Sus Majestades de Oriente llegan al Ayuntamiento de San Marcelo para escuchar los últimos deseos de los niños leoneses

Baltasar, con un pequeño leonés. / Sandra Santos
N. BARRIO León

Para entender la dificultad que entraña el trabajo de los Reyes Magos cada noche del 5 de enero basta con preguntar a un niño qué quiere por su cumpleaños (puede ser un sobrino, primo o incluso hijo) y tratar de encontrarlo con éxito sin perderse en un mundo de nombres, modelos y colores. Calculen el esfuerzo multiplicando la gesta por todos los niños de León. Entenderá ahora que lo de los Reyes Magos es algo más que mágico.

Como cada 5 de enero, el Ayuntamiento de San Marcelo de la capital fue el escenario en el que sus Majestades de Oriente se presentaron ante los leoneses antes de la cabalgata, realizando la tradicional adoración al belén instalado en la Plaza tras llegar a bordo de tres coches de época. Y es que los camellos también tienen derecho al descanso previo a la batalla.

Varios momentos de la recepción.

Juguetes, libros y aparatos electrónicos copaban los deseos de los más pequeños, que llenaron el salón de plenos del Consistorio para ver a los magos y a toda la comitiva real. El alcalde de la capital, Antonio Silván, aseguró que los niños leoneses «han sido buenos, estudiosos y obedientes, por lo que son merecedores de la recompensa».

Igualmente aprovechó para que sus majestades mágicas sigan apoyando a la ciudad, en un año clave por lo importante de las citas que afronta, entre las que se encuentra la capital gastronómica. Sea como fuere, los reyes tienen claro la bondad de los leoneses más pequeños, como defendía Baltasar. «Hemos visto durante todo el año que han sido muy buenos, porque nosotros lo vemos todo», aseguraba.

Por su parte Melchor quiso aclarar, por si había dudas, que los camellos «van bien cargados de regalos».

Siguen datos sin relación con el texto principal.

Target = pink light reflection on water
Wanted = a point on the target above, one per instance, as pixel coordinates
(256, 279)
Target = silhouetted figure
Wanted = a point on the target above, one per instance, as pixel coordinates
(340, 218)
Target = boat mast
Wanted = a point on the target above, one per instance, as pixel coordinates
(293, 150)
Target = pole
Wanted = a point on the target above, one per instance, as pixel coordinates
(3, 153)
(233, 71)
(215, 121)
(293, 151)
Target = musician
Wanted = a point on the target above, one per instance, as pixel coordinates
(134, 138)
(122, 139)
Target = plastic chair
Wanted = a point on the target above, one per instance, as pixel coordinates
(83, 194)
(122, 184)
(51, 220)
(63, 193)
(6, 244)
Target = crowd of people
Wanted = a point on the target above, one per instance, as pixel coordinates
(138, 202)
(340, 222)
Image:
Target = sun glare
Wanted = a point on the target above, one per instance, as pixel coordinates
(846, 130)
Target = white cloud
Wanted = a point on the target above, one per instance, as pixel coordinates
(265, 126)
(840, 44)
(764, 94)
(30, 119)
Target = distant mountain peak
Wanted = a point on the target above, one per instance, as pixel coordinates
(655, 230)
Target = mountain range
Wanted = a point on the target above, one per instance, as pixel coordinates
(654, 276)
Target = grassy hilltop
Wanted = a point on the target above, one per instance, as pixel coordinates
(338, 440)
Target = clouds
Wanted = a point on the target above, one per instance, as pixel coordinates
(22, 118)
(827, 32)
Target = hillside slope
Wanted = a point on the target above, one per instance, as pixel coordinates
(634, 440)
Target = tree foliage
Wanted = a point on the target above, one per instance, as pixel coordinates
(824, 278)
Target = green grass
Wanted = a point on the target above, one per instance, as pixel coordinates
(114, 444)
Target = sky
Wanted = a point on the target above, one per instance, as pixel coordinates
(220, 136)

Pero este es un trabajo para el que los reyes magos necesitan ayuda. Los pajes también estuvieron presentes y son claves para que nada falle en esta noche mágica.

Ahora espera una noche en la que los pequeños tendrán que ir pronto a la cama, tratando de dormir para que los reyes magos puedan hacer bien su trabajo, siempre que la recompensa sea merecida.